INTERACT FORUM

More => Old Versions => Media Center 12 (Development Ended) => Topic started by: John Gateley on November 20, 2007, 10:00:41 am

Title: FLAC Security Issues
Post by: John Gateley on November 20, 2007, 10:00:41 am

eEye and CERT have released a list of security problems with the FLAC library:
http://research.eeye.com/html/advisories/published/AD20071115.html
http://www.kb.cert.org/vuls/id/544656

If you use FLAC, please upgrade to Media Center 12.0.368 or later.

Thanks,

j

Title: Re: FLAC Security Issues
Post by: hit_ny on November 20, 2007, 11:01:21 am

Thx for the heads up, searching around on the cert site brought up a recent flash player vulnerability

http://www.adobe.com/support/security/bulletins/apsb07-12.html

Title: Re: FLAC Security Issues
Post by: Alex B on November 20, 2007, 11:45:22 am

There's an on-going thread about these issues on HA.
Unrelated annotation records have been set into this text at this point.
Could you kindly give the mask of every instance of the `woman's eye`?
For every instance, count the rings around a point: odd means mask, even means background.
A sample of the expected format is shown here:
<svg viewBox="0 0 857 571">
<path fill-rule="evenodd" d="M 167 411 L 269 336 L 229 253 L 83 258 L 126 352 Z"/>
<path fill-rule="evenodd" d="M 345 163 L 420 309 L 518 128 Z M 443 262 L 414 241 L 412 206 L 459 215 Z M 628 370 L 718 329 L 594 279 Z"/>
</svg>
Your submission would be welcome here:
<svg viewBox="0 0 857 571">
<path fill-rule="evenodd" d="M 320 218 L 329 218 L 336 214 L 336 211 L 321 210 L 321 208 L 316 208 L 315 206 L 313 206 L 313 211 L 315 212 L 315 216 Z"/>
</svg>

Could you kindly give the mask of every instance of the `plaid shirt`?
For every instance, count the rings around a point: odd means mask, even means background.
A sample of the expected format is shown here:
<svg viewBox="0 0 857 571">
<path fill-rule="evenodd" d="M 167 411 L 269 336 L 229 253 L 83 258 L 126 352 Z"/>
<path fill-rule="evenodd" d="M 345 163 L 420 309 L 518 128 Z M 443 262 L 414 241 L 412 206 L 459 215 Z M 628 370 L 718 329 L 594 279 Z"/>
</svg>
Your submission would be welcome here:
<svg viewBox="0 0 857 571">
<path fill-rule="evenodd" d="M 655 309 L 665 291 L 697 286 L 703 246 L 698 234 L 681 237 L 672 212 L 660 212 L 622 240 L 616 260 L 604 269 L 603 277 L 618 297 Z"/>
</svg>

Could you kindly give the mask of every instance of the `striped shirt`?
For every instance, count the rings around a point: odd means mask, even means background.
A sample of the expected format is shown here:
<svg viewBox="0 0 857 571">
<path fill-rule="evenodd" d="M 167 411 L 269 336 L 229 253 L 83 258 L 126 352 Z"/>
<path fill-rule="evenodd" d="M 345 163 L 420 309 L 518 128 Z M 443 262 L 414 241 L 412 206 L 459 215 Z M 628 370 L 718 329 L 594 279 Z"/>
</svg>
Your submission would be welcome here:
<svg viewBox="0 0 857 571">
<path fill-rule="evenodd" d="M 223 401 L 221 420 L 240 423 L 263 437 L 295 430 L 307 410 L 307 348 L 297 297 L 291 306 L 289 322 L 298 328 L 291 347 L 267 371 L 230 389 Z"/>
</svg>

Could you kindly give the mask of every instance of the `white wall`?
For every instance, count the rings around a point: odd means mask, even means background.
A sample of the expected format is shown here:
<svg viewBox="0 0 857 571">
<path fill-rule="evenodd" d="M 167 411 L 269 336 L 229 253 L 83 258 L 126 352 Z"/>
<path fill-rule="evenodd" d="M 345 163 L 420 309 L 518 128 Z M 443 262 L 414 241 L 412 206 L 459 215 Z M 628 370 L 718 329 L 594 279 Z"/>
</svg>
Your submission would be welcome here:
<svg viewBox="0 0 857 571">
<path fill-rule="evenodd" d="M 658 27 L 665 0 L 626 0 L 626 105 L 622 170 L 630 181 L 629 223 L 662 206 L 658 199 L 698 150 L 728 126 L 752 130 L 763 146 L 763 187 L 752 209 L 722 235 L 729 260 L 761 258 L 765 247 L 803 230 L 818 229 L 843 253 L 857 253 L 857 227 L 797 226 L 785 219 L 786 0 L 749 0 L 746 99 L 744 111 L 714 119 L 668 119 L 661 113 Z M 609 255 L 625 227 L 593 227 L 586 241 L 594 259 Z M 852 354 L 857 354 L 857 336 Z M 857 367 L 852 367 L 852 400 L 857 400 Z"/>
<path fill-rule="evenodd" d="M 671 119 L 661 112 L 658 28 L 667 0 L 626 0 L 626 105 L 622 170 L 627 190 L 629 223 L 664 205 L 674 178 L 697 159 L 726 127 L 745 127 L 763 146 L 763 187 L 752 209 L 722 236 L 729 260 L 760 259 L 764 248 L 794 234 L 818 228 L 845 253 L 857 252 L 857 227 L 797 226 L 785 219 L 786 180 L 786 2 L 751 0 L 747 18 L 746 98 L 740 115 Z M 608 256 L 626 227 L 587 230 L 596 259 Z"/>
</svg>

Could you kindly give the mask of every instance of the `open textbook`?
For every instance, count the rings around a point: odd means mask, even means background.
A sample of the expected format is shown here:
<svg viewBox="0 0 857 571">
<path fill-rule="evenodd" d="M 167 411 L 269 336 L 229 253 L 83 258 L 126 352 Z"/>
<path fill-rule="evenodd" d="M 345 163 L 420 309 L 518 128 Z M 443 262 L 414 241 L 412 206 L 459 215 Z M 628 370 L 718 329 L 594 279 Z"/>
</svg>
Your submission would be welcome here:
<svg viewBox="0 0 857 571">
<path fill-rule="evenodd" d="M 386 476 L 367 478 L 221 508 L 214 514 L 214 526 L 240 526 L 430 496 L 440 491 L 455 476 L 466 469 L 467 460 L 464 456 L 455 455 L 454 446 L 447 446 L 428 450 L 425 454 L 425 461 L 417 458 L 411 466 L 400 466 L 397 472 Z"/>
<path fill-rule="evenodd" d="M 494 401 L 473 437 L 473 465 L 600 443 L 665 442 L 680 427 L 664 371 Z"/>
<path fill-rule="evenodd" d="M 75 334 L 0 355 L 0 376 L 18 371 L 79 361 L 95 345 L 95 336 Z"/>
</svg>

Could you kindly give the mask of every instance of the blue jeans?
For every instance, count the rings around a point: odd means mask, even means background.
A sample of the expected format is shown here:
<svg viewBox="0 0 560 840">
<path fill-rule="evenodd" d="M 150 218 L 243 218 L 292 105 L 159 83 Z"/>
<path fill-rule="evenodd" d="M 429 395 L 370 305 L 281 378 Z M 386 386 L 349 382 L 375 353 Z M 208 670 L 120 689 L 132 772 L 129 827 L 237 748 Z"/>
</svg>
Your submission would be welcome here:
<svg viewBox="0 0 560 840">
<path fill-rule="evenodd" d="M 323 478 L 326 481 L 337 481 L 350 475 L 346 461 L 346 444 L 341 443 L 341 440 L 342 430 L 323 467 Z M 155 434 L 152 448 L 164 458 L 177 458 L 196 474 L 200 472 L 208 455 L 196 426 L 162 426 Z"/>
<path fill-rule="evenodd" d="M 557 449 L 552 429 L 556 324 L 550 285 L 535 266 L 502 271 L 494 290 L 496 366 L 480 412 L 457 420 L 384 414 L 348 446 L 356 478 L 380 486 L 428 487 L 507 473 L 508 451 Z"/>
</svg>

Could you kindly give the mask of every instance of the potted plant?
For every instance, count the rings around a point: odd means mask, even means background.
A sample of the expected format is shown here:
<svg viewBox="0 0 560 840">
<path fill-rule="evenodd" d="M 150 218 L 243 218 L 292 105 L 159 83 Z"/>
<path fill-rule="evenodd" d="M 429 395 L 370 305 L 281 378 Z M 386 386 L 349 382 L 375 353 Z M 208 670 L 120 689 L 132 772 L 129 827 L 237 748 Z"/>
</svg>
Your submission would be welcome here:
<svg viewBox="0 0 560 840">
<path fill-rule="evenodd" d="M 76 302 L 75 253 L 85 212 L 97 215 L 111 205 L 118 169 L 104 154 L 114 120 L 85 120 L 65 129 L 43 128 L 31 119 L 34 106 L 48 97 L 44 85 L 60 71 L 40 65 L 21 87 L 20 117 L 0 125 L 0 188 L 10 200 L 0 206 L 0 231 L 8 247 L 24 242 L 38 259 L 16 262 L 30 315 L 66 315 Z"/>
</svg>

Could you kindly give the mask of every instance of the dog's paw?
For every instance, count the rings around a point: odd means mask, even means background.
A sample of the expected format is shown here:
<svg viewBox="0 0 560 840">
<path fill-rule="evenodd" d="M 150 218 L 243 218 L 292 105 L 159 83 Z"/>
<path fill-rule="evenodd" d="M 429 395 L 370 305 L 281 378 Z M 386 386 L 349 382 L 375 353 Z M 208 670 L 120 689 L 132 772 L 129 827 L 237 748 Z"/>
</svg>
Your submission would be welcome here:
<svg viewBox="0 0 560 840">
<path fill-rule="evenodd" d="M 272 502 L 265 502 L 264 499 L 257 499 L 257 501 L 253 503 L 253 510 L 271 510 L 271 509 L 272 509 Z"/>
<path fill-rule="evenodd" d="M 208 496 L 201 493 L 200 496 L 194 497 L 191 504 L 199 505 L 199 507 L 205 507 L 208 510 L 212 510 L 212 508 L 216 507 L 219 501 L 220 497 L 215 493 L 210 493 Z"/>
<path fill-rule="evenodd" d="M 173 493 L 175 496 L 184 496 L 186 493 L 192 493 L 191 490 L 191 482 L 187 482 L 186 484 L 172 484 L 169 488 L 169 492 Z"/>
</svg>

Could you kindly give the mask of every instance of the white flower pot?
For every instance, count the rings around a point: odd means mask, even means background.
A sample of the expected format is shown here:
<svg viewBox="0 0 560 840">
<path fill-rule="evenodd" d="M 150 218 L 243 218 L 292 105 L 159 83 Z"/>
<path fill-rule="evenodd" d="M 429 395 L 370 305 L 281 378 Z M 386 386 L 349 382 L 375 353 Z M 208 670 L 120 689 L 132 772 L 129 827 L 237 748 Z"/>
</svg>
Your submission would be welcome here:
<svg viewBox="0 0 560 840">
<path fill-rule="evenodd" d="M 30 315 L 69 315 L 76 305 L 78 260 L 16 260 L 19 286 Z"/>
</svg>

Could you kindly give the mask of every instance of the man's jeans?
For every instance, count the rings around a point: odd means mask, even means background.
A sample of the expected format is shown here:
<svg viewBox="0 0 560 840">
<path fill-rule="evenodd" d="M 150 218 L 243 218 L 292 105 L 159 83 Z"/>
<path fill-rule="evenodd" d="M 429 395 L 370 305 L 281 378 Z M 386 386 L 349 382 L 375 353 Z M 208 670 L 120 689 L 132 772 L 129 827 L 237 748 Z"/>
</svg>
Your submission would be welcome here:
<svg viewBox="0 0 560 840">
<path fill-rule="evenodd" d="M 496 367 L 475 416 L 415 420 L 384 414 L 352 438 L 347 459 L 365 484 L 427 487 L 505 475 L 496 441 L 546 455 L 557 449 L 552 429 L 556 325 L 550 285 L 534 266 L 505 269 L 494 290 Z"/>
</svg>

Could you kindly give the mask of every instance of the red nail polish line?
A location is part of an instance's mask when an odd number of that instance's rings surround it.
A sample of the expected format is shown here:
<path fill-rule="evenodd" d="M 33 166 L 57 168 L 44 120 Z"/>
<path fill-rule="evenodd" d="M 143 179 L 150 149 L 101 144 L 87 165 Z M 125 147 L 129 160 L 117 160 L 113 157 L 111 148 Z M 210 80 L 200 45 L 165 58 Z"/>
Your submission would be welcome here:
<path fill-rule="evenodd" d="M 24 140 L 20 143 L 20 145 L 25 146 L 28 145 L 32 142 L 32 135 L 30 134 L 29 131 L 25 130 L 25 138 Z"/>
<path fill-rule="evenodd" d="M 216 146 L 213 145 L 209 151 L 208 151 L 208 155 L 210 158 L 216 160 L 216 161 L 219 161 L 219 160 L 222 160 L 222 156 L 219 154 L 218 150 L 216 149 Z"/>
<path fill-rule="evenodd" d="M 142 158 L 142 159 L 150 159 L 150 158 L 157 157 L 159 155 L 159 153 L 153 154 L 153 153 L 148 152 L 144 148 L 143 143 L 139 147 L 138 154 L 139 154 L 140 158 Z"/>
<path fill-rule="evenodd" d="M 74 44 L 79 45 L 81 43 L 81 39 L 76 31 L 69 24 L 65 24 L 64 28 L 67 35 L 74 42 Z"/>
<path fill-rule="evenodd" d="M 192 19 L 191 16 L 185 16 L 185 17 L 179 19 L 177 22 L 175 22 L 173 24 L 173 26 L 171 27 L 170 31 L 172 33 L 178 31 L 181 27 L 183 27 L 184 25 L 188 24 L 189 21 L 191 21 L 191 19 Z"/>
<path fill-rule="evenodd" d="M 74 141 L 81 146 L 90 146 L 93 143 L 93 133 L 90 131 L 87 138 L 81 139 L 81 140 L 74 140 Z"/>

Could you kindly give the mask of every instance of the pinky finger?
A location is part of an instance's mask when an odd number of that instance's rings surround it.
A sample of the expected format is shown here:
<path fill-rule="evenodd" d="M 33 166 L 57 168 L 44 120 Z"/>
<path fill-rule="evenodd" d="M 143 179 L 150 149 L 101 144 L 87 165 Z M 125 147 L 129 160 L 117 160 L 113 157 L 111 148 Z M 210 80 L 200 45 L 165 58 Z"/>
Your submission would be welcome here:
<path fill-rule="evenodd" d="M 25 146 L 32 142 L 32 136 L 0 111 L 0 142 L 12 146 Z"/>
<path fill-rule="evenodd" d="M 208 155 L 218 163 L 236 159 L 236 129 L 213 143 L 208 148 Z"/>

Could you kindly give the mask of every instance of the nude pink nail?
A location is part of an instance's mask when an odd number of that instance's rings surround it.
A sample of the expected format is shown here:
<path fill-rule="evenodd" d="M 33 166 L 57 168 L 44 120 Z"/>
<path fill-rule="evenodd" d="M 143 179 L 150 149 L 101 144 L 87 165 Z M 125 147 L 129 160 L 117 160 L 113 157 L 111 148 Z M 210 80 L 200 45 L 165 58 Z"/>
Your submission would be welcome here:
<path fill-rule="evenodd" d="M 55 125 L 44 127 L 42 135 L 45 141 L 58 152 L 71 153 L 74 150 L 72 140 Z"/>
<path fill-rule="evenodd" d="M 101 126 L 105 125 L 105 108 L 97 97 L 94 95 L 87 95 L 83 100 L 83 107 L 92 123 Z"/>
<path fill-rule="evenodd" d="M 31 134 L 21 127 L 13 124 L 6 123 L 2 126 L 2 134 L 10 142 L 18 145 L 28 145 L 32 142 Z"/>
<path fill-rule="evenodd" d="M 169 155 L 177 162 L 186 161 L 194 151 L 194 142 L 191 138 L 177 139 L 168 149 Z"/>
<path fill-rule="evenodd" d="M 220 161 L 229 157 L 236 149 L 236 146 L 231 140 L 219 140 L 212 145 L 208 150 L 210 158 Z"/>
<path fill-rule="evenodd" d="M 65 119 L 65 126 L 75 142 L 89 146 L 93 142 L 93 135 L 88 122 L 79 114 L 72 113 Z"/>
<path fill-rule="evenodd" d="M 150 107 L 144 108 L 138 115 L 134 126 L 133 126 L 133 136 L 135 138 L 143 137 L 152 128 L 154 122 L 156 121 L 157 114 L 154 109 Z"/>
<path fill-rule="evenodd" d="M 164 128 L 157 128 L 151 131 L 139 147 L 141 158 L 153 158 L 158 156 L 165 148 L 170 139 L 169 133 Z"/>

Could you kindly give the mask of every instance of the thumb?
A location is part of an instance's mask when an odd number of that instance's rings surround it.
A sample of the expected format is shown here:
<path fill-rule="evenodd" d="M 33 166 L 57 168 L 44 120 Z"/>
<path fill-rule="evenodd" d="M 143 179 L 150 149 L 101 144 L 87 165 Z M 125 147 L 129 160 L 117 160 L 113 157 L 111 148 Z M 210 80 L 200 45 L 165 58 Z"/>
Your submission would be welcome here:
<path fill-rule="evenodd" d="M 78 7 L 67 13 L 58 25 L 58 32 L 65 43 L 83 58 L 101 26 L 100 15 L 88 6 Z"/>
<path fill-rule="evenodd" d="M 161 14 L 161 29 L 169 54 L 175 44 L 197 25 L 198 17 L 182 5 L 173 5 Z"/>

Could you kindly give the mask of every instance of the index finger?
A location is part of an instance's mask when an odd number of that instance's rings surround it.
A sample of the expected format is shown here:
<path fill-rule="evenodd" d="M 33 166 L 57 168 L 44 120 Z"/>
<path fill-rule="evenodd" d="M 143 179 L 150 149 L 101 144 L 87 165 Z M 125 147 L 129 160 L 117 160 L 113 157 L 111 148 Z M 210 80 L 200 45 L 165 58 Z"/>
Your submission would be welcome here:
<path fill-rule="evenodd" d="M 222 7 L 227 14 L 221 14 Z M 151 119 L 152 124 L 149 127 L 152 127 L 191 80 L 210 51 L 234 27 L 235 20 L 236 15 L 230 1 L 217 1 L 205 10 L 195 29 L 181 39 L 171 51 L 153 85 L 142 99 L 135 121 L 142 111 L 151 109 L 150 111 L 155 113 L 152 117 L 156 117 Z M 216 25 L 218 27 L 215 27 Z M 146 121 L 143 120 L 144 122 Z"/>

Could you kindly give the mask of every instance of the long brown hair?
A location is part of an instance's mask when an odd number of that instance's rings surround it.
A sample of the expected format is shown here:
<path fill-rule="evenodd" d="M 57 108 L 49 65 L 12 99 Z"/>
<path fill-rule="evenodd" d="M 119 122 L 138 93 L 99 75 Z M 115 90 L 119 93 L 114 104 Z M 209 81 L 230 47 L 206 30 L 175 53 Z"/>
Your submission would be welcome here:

I kind of tried to ask what is the actual practical risk when an old FLAC decoder is used, but I have not received a practical answer yet.

http://www.hydrogenaudio.org/forums/index.php?showtopic=59129

Title: Re: FLAC Security Issues
Post by: John Gateley on November 20, 2007, 12:10:56 pm

I didn't look too closely into it, but I saw no reports of actual exploits existing in the wild.

j

Title: Re: FLAC Security Issues
Post by: hit_ny on November 21, 2007, 01:40:50 am

Here's one

http://www.wired.com/techbiz/media/news/2007/11/doubleclick?showAllComments=true

an ongoing issue with flash and can target any browser (with the flash plugin) regardless of the OS (!).